ML implements logistic regression, which is a probabilistic classification technique. Logistic Regression is a binary classification algorithm which is closely related to Support Vector Machines (SVM).
Like SVM, Logistic Regression can be extended to work on multi-class classification problems like digit recognition (i.e. recognizing digitis like 0,1 2, 3,... from the given images).
This version of Logistic Regression supports both binary and multi-class classifications (for multi-class it creates a multiple 2-class classifiers).
In order to train the logistic regression classifier, Batch Gradient Descent and Mini-Batch Gradient Descent algorithms are used (see [BatchDesWiki]_).
Logistic Regression is a discriminative classifier (see [LogRegTomMitch]_ for more details). Logistic Regression is implemented as a C++ class in ``LogisticRegression``.

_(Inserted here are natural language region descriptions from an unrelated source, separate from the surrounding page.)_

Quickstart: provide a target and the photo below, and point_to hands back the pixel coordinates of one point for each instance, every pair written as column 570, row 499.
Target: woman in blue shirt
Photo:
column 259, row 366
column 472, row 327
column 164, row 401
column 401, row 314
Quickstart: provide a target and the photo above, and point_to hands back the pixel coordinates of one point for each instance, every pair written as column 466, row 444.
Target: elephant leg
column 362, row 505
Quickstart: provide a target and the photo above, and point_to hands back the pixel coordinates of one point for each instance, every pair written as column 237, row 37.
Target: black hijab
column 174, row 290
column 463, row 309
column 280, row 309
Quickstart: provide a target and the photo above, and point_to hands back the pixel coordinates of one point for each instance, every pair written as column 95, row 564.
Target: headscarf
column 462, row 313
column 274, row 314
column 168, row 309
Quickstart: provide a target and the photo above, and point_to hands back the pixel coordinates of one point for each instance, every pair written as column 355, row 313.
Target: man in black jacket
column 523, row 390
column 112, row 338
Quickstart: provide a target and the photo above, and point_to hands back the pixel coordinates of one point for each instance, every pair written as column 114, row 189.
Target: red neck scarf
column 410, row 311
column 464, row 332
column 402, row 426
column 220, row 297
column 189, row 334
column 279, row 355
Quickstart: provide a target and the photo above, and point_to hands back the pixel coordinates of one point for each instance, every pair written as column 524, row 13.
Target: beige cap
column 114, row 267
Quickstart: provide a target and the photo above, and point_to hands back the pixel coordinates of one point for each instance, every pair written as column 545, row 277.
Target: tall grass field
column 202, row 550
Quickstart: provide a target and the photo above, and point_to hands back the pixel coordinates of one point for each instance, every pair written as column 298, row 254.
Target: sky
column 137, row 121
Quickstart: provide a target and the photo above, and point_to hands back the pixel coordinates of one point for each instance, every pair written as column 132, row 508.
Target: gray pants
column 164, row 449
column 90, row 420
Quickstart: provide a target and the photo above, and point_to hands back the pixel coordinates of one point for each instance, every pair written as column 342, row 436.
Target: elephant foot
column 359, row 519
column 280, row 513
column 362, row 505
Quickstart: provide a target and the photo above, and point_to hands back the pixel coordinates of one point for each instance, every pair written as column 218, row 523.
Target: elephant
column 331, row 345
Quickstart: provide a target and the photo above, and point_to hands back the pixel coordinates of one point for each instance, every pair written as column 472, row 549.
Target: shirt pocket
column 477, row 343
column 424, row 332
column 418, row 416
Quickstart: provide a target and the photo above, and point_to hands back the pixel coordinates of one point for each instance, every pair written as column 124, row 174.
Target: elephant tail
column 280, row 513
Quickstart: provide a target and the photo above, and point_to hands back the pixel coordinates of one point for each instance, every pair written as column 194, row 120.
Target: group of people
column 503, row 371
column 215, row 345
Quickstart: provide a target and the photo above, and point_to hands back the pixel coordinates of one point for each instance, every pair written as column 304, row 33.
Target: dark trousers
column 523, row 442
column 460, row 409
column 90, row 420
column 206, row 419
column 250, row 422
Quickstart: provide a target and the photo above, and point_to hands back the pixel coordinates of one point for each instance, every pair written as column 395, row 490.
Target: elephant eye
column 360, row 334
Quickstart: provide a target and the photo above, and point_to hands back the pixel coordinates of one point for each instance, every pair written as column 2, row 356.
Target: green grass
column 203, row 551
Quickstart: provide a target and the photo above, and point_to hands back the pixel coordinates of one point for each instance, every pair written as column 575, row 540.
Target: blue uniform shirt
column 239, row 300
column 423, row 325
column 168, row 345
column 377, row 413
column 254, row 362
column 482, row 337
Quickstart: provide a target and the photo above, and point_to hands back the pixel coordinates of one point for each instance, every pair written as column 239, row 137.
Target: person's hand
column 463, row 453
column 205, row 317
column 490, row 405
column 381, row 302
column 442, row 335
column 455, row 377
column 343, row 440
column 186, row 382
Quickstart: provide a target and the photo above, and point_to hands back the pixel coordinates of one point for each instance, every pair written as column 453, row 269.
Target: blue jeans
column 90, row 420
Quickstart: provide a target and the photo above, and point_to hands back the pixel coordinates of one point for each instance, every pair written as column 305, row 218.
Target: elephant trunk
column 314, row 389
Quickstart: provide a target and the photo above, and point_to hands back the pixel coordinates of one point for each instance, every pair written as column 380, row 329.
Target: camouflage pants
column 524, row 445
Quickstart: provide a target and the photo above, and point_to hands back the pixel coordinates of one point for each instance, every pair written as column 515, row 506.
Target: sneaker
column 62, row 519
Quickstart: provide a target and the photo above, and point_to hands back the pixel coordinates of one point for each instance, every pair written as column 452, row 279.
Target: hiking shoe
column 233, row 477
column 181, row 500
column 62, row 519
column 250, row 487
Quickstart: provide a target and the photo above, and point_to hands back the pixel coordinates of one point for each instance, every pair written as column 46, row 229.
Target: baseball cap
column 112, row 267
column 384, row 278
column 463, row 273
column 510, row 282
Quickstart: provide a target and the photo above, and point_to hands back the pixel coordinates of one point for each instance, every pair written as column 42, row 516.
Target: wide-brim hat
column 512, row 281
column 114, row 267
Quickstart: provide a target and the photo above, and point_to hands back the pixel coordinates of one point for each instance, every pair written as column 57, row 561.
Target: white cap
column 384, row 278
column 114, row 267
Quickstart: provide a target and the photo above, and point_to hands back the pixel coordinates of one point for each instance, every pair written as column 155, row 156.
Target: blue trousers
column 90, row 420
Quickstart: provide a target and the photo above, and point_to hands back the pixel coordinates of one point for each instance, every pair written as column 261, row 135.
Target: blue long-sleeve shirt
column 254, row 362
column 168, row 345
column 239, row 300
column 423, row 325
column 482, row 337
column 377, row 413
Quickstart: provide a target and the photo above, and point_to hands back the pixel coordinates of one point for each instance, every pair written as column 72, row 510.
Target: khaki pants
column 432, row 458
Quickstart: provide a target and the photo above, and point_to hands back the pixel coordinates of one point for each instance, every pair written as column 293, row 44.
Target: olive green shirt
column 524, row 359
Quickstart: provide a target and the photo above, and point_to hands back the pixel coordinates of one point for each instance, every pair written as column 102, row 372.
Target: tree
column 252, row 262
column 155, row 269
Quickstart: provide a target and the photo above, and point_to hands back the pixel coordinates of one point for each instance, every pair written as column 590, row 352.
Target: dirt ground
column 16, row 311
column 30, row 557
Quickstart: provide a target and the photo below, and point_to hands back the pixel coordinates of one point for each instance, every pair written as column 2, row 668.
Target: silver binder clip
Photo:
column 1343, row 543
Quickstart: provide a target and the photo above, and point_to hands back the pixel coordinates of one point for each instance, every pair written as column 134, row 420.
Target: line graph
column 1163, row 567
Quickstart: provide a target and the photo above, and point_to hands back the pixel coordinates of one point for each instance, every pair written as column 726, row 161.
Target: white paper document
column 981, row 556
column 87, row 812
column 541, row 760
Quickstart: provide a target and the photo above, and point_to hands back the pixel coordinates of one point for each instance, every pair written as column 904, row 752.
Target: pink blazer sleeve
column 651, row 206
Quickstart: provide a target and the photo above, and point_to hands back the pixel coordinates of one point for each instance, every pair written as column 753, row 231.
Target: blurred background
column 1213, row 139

It is a positive real number. Optimization algorithms like Batch Gradient Descent and Mini-Batch Gradient Descent are supported in ``LogisticRegression``.
The number of iterations can be thought as number of steps taken and learning rate specifies if it is a long step or a short step. These two parameters define how fast we arrive at a possible solution.
In order to compensate for overfitting regularization is performed, which can be enabled by setting ``LogisticRegression::Params.regularized`` to a positive integer (greater than zero).
One can specify what kind of regularization has to be performed by setting ``LogisticRegression::Params.norm`` to ``LogisticRegression::REG_L1`` or ``LogisticRegression::REG_L2`` values.
``LogisticRegression`` provides a choice of 2 training methods with Batch Gradient Descent or the Mini-Batch Gradient Descent. To specify this, set ``LogisticRegression::Params.train_method`` to either ``LogisticRegression::BATCH`` or ``LogisticRegression::MINI_BATCH``.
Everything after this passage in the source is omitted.